Or at least, that's the gist of it.


So the first thing is that workers are less than 20% of the business cost even in high-labor businesses like fast food. So the whole "pay them $0.25 more an hour would bankrupt you" is not really how these things would go. Amazon for example made 11.59 billion profit in 2019 and has about 800k workers. That means they could afford to pay every worker an addition $7 an hour and still break even, assuming all workers are full time. Walmart could afford an additional ~$60,000 a year per worker. These are just examples to show that even in worker-heavy businesses the companies are not operating on razor thin margins as far as employee pay is concerned. Now consider that labor cost is < 20% of the total cost of these businesses, and you see that they could make up the cost by a less than 20% increase in prices.

The second thing is that increasing minimum wage increases the income of the lowest class of people, who have the greatest propensity to spend.

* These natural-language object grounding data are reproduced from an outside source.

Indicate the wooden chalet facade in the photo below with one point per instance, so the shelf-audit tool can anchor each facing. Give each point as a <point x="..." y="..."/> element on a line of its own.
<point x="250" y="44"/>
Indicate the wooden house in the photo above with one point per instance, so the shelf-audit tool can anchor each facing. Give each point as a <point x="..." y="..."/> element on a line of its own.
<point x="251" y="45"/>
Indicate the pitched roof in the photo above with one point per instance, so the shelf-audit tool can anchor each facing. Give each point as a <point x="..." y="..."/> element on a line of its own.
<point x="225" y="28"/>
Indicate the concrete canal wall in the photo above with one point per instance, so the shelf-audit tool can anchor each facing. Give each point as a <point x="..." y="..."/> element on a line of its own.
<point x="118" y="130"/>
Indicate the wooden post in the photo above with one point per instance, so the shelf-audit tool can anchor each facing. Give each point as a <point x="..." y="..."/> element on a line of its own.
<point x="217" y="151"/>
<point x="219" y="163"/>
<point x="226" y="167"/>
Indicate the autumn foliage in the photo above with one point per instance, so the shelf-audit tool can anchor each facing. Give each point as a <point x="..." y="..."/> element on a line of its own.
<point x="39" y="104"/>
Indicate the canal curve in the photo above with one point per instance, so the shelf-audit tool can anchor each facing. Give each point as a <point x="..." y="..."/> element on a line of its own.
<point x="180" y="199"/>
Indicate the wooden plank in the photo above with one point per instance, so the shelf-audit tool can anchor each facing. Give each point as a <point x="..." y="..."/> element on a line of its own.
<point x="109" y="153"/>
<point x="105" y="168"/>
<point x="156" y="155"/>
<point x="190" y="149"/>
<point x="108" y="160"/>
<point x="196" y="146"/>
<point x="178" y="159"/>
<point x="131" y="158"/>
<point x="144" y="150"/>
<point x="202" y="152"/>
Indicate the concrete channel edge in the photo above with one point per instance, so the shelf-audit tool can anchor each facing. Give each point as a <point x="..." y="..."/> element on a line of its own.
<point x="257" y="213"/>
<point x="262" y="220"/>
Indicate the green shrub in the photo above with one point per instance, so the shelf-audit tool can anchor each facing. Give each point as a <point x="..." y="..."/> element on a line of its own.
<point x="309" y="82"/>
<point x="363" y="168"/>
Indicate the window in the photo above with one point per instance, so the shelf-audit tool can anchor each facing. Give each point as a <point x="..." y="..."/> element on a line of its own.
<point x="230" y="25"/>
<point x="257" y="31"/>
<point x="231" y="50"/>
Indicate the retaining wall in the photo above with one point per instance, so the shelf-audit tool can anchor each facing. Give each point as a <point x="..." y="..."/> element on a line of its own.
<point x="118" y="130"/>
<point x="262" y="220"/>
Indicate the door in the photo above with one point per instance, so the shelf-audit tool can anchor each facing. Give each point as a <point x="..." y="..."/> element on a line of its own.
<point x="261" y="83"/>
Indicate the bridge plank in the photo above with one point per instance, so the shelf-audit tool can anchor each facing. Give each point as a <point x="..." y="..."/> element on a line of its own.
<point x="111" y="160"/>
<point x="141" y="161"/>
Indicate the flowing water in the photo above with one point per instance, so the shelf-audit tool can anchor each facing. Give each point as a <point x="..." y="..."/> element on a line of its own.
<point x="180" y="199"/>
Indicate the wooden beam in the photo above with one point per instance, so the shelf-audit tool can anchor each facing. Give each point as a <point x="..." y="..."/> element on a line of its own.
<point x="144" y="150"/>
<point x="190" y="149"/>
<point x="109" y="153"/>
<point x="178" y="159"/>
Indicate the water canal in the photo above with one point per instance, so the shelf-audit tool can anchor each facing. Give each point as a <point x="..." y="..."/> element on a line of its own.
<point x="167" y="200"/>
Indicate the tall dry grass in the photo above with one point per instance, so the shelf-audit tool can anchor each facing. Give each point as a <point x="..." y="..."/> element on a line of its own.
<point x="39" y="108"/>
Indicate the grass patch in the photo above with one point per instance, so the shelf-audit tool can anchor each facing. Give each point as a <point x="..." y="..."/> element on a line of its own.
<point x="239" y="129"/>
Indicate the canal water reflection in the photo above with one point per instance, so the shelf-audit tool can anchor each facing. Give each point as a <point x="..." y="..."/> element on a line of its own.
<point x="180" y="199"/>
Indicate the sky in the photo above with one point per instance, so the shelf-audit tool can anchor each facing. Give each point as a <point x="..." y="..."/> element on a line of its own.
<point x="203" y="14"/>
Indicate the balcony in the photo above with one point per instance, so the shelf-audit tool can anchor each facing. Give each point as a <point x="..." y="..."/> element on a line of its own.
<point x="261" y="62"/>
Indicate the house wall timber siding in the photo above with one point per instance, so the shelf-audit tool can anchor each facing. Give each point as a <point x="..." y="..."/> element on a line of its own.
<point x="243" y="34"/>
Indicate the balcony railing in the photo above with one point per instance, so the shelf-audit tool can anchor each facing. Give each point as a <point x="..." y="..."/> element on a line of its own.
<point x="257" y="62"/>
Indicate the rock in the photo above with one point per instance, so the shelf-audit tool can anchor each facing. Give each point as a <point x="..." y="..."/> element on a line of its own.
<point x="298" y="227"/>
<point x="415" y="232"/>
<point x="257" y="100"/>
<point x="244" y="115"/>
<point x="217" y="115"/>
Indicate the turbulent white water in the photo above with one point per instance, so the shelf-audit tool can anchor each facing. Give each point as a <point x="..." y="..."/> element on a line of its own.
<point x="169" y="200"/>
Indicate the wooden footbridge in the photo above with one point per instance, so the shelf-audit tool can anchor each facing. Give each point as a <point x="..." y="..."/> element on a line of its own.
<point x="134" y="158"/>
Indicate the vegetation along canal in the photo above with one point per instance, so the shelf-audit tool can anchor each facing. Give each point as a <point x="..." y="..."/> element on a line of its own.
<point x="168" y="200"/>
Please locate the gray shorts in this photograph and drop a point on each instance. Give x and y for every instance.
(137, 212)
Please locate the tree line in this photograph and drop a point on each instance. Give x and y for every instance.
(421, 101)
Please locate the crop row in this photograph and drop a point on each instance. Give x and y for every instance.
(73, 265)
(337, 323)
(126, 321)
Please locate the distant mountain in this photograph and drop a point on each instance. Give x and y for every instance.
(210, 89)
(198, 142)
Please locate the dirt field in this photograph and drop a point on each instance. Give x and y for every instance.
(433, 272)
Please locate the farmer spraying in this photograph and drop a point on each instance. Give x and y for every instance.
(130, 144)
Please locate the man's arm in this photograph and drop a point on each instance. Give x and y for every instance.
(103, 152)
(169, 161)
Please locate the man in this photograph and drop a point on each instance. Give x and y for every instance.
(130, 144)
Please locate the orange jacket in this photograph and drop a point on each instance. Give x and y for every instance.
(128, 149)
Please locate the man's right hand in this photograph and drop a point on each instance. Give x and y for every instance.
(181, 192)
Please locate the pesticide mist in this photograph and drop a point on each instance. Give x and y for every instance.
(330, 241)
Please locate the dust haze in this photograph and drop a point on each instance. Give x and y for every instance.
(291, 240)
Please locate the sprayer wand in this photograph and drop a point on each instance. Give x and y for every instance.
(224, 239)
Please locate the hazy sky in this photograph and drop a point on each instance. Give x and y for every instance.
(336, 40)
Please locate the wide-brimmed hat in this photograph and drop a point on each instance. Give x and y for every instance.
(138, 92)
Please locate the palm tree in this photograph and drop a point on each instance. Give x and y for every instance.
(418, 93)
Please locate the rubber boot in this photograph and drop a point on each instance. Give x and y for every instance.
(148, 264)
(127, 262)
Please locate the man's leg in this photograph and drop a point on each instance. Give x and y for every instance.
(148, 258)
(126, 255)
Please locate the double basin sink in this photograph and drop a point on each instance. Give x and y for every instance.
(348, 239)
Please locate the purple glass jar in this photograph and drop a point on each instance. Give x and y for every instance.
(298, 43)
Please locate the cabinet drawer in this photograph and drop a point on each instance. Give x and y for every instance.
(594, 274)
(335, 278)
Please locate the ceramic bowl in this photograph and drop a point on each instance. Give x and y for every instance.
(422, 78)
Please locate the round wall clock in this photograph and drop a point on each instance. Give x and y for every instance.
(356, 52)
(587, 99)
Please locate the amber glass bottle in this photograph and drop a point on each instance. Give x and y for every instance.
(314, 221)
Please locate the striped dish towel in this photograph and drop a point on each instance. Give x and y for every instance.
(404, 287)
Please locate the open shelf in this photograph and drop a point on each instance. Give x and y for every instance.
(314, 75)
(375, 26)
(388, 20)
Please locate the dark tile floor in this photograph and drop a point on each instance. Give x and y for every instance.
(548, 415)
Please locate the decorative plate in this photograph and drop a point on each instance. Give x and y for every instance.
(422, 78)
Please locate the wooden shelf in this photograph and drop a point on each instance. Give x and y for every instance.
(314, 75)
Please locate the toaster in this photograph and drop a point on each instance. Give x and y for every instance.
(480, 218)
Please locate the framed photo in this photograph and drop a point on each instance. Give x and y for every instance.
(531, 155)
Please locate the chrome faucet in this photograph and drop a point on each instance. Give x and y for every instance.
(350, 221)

When a Walmart worker gets a raise, most of that raise is spent buying things at Walmart. Increasing pay for the group that is most likely to spend drives demand, which allows more profit from those same companies. So even though they could raise prices to compensate, they don't actually have to because the economy as a whole is doing more business which drives prices down and profits up.

The third thing is that companies already operate with the fewest number of people they can. They don't make a habit of hiring extra people out of the goodness of their hearts, and they don't pay more than they have to. So as long as the person is making you more money than they cost, they will be retained, and in order for that to happen even at some place like McDonalds you would need to raise the minimum wage to probably $30 or more.